Slashed

by blueberryfallout



Category: Percy Jackson and the Olympians & Related Fandoms - All Media Types, Percy Jackson and the Olympians - Rick Riordan
Genre: Ares - Freeform, Clarisse Is Not An Idiot, F/F, Facial Scars, Love at First Sight, Mild Hazing, Nemesis - Freeform
Language: English
Status: Completed
Published: 2017-08-17
Updated: 2017-10-09
Packaged: 2018-12-16 09:55:58
Rating: Teen And Up Audiences
Warnings: No Archive Warnings Apply
Chapters: 2
Words: 3,179
Publisher: archiveofourown.org
Story URL: https://archiveofourown.org/works/11826321
Author URL: https://archiveofourown.org/users/blueberryfallout/pseuds/blueberryfallout
Summary: Ares’s children often end up with Aphrodite’s; not being pretty themselves, the children of Ares have a hard time resisting beauty. Clarisse never has. She’s stronger than the others, favored more by Ares even though he refuses to admit it.
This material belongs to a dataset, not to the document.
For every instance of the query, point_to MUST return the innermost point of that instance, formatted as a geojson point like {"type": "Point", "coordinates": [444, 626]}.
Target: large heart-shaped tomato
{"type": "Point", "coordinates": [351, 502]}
She doesn’t hate the children of Aphrodite, they just don’t interest her. Since the wars have ended, mostly she just wants peace. Mostly, she just wants to be alone.





	1. Chapter 1

**Author's Note:**

> man i know no one's gonna read this. so one of the percy jackson movies came on tv, i ended up looking up fanfic for it, then i ended up buying and rereading all the books, then i remembered how gay i am for clarisse, then i wrote this. it's a vicious cycle, folks

The new camper is seventeen, old to have been out on her own, and deeply asleep; her mouth is a ruin of three ragged scars, cutting through to her lip in a straight line, one in a diagonal slice from her cheek to her chin. All of them are fresh.

“She causes discord whenever she speaks,” her father screams, his hands covered in his daughter’s blood. The knife he used is buried in his shoulder, a sign that she fought back. “I had to shut her up somehow!” A son of Apollo, his mouth tight, knocks the father out with one blow. 

Now, the new girl lies sleeping. One of Morpheus’s sons put his hand to her face when she started howling, crawling towards her father as blood drooled from her lips. If they weren’t already sure she was a half-blood, her curses were in Ancient Greek. They brought her to the infirmary and left her here; Clarisse volunteered to guard her. She always volunteers to watch new campers, trying to make up for the bully she used to be. 

The new girl’s skin, Clarisse notices, is mottled, patches of white against the darker shade she was born with. Vitiligo. Her white hair is shorn down in tight curls against her skull. Chiron is coming down the hallway; Clarisse can hear the clip clop of his hooves. He peeks into the room, a fatherly smile already on his face. Clarisse doesn’t find him as reassuring as some of the others, but she still likes him. She nods back. 

“How is she doing?” he asks, examining new girl’s scarred face. 

“We fed her some ambrosia. She’ll be fine.”

“Physically,” Chiron murmurs, and Clarisse can tell it’s not for her ears. 

“Who do you think her parent is?” 

“Ares, maybe,” Chiron says, and Clarisse feels an unexpected stab of disappointment. Usually she’s excited to have a new sibling. Somehow, she doesn’t want this girl to be related. “Or Eris, or one of the Amphillogiai,” he continues. That’s a long list. “Maybe we’ll never know.” She could end up as an undetermined in Hermes’ cabin for the rest of her life. 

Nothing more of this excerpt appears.